A dispute between Maine Gov. Paul LePage (R) and state legislators over his veto power will have its day in court later this month, with the state Supreme Court announcing it will be hearing oral arguments on the matter.
Responding to Friday’s request from LePage for its opinion, the state Supreme Court opted to fast-track the measure, The Portland Press Herald reported Monday. The court is asking for an initial round of briefs by this Friday, according to an order posted Monday afternoon, and has scheduled oral arguments for July 31.
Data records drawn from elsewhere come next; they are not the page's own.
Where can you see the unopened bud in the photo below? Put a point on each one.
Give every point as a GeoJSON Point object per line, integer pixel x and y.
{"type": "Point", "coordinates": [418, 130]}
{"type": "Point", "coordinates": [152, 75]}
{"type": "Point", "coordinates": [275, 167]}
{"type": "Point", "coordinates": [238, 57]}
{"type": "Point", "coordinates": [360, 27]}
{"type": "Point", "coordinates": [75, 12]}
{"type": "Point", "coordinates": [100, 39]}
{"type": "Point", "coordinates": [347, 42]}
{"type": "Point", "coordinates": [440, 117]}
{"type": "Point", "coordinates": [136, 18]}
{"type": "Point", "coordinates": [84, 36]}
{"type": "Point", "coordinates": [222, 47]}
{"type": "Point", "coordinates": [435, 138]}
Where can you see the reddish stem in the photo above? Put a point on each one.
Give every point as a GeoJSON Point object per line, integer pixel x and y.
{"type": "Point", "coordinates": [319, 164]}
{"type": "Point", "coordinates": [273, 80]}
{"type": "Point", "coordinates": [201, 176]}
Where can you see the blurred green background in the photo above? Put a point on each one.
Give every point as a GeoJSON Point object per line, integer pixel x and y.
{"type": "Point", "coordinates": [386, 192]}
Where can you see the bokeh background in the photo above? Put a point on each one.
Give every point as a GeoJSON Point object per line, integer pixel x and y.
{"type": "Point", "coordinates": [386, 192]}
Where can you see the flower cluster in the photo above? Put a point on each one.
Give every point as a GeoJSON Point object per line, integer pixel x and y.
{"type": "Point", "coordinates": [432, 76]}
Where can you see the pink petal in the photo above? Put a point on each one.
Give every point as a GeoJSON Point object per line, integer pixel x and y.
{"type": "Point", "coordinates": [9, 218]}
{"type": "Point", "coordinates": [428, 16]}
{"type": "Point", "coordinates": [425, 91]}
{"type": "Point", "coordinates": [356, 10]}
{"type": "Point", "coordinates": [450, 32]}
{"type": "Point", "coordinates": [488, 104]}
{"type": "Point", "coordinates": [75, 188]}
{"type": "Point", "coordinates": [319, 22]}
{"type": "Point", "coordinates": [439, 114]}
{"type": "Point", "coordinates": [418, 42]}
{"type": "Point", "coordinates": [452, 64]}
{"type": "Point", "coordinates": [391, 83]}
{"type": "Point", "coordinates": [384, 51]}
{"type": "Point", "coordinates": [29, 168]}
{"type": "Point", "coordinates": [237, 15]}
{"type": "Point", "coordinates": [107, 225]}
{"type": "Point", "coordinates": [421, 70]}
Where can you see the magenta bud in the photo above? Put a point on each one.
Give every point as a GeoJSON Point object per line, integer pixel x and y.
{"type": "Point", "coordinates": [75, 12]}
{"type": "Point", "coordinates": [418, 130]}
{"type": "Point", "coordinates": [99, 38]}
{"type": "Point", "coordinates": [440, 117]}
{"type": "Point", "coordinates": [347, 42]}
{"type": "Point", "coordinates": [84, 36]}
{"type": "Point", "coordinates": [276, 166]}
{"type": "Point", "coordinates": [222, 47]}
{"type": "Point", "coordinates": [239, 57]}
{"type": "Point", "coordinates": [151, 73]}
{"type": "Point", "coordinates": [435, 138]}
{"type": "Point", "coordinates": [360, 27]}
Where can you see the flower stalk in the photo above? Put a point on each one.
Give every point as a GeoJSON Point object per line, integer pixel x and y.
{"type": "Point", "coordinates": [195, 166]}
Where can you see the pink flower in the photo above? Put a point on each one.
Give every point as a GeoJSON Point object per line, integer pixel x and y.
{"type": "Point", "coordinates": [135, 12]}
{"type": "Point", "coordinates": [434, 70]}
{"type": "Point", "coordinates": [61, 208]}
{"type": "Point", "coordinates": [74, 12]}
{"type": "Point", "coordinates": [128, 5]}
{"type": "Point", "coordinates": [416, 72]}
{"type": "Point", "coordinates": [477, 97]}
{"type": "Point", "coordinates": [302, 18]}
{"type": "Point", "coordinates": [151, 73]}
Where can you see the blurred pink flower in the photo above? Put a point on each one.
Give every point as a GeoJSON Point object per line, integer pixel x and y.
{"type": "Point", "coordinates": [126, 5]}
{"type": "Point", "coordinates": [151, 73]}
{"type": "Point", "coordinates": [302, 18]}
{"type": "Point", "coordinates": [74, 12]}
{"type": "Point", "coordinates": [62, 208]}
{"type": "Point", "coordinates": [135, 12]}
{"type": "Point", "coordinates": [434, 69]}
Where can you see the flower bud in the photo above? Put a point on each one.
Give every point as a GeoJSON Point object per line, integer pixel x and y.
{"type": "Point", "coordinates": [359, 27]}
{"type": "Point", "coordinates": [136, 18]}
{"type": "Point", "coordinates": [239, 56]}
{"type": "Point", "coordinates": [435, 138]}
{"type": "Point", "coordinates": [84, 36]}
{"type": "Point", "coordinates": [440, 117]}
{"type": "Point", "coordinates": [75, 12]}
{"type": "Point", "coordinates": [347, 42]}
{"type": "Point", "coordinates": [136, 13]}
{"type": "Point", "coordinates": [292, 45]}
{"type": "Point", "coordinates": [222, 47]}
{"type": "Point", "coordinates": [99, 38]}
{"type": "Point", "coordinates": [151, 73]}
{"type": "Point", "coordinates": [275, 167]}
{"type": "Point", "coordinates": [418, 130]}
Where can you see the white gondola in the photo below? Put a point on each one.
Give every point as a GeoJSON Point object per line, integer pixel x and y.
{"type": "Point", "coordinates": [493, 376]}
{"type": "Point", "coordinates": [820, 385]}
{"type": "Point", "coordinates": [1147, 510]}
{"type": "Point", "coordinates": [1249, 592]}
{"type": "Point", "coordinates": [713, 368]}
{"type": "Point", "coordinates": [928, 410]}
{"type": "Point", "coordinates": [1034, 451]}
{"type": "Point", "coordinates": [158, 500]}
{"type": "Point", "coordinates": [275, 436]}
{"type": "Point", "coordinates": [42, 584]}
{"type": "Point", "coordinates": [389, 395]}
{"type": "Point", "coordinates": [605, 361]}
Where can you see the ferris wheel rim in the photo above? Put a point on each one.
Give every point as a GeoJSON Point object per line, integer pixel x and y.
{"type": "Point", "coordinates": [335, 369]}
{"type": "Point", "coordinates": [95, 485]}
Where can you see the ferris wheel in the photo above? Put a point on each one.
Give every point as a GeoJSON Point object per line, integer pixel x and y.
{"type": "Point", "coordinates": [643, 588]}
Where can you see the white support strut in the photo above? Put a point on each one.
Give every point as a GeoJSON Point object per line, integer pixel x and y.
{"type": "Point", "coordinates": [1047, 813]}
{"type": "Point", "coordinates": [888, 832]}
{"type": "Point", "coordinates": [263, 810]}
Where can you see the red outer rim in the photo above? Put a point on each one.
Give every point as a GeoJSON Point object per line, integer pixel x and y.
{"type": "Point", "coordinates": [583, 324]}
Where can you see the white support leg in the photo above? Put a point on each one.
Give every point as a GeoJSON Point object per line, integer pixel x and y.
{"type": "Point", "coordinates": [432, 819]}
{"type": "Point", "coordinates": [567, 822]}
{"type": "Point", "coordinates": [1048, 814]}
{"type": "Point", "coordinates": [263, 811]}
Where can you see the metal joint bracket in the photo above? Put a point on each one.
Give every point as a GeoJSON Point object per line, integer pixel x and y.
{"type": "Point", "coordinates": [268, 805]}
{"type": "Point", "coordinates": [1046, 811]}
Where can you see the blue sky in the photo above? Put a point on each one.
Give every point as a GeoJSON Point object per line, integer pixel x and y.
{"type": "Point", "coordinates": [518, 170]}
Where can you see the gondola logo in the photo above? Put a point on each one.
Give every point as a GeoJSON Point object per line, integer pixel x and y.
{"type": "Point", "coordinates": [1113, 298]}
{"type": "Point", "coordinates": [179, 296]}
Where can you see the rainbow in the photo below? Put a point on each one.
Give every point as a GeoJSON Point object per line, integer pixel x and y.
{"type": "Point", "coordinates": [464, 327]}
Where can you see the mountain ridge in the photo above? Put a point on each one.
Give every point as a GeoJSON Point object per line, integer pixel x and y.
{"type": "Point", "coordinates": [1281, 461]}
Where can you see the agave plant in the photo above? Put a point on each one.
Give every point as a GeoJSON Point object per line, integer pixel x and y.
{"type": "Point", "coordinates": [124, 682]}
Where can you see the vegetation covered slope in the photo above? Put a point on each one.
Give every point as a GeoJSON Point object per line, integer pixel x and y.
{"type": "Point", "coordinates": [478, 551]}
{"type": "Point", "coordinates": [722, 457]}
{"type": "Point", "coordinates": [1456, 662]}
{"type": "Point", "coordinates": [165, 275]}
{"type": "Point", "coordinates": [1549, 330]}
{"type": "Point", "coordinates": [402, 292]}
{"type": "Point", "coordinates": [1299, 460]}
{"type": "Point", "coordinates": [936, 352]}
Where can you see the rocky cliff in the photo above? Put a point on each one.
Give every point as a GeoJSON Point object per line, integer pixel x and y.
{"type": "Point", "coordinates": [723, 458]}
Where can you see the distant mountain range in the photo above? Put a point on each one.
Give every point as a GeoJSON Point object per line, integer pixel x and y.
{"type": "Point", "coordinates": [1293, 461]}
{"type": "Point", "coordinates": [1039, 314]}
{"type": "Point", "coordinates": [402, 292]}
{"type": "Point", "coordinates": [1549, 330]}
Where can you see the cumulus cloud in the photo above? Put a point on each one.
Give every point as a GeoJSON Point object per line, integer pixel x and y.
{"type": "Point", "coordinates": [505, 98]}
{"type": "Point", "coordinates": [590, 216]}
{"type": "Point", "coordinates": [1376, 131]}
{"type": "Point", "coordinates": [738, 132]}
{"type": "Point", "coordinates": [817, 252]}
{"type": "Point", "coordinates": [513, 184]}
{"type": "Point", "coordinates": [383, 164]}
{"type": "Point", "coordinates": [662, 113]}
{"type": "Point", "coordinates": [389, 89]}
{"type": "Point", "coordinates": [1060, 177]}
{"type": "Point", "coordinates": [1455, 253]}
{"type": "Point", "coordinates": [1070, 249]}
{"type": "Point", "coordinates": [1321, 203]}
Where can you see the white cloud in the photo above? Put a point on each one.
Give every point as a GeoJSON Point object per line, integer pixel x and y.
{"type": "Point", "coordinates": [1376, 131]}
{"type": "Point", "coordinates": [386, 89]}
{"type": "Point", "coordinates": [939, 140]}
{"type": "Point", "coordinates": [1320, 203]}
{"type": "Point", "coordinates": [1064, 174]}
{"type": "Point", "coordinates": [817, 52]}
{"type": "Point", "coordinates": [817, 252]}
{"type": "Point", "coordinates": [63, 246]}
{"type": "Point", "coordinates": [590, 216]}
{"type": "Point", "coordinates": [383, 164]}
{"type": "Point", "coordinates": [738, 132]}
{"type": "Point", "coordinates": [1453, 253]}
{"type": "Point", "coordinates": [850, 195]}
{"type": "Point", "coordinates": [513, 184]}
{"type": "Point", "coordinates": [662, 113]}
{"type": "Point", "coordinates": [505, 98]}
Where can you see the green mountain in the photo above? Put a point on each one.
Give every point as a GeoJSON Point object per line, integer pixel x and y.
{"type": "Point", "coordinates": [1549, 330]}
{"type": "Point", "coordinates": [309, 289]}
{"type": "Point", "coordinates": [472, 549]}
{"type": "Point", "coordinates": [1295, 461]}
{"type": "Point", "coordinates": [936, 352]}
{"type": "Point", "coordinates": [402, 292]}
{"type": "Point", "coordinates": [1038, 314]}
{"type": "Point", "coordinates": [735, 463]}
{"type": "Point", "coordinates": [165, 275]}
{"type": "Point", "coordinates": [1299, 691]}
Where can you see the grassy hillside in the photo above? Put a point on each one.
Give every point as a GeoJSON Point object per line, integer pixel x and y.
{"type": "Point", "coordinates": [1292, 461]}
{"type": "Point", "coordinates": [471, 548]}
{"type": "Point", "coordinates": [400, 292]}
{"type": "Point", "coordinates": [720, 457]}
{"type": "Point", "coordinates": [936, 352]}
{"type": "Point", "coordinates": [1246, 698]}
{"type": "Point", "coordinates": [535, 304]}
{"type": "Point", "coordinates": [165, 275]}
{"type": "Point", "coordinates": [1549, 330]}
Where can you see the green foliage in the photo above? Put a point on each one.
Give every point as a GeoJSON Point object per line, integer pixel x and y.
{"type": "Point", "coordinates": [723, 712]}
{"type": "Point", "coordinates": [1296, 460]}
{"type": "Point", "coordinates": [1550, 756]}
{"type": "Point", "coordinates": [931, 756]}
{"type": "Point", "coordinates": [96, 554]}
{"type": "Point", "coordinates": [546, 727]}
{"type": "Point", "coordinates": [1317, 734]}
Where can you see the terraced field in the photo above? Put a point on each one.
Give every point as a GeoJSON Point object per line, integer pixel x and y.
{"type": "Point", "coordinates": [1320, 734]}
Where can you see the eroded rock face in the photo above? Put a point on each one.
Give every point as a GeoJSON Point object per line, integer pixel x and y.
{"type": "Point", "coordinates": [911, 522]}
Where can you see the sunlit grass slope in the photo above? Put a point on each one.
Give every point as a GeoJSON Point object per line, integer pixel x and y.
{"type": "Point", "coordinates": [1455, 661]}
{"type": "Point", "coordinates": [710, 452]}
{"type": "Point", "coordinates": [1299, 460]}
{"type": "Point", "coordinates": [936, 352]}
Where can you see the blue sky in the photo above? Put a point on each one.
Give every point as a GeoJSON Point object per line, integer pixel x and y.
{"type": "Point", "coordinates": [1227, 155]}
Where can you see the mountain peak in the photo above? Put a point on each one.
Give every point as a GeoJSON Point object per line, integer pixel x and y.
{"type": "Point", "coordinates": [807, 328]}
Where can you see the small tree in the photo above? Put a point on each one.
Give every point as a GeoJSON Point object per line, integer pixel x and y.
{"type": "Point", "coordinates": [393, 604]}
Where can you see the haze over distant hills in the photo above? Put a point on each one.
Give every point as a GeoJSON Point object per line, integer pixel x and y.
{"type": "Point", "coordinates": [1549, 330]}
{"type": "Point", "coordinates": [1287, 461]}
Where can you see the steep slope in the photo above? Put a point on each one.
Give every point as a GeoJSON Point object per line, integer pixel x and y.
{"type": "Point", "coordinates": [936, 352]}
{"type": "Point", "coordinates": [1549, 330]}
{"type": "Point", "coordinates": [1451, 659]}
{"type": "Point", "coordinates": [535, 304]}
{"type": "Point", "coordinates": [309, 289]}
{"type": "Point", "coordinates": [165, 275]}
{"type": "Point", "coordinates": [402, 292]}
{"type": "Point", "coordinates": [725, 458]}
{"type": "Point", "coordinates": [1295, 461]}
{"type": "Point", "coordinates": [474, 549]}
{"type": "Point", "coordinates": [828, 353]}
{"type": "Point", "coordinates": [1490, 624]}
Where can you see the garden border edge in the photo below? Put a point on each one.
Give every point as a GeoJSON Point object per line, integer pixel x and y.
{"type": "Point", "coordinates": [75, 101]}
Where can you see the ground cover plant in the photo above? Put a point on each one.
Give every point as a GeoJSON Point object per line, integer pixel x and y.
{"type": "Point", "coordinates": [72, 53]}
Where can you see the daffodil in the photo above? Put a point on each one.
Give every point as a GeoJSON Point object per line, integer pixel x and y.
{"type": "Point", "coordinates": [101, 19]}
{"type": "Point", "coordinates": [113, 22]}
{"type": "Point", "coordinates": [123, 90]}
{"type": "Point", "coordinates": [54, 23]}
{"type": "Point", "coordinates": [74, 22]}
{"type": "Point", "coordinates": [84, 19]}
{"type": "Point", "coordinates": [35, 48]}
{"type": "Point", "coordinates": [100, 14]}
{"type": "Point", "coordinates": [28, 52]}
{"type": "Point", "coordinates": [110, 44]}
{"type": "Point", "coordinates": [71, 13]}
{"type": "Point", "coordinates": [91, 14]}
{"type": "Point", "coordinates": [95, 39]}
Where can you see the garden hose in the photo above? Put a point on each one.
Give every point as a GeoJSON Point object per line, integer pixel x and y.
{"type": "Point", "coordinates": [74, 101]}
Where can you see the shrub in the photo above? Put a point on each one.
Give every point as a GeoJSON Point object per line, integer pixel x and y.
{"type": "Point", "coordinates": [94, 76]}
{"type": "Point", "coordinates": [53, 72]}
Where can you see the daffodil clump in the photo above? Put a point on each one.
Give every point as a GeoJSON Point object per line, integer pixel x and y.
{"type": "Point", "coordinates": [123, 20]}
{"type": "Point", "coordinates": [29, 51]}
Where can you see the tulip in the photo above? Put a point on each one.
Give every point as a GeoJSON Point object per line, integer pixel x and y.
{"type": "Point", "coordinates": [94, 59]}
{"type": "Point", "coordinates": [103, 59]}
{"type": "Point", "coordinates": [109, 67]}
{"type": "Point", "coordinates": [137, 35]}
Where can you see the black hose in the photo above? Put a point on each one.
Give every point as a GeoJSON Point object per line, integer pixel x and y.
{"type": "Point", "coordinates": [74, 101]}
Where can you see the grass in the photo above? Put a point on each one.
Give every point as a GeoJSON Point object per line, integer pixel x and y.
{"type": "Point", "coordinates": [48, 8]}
The stand-off started earlier this month when LePage failed to act on 19 bills within the 10 days lawmakers said he had to veto them. LePage argued that legislators had taken the type of formal break, known as an adjournment sine die, that allowed him to wait for them to reconvene before returning the vetoed bills for their consideration. Lawmakers say when they had left the state capital in late June, it was an informal recess and since they had plans to return last week, LePage ran out of time. Maine’s Attorney General Janet Mills, a Democrat, agreed with them in an opinion issued at the request of Republican and Democratic lawmakers
LePage, refusing to concede to their interpretation of Maine’s constitution, sat on another 50 or so bills. When lawmakers reconvened last Thursday, he attempted to return the legislation, 65 bills in all, only to be refused by the leaders of the Democratic-controlled House and Republican-controlled Senate who said the bills had become law.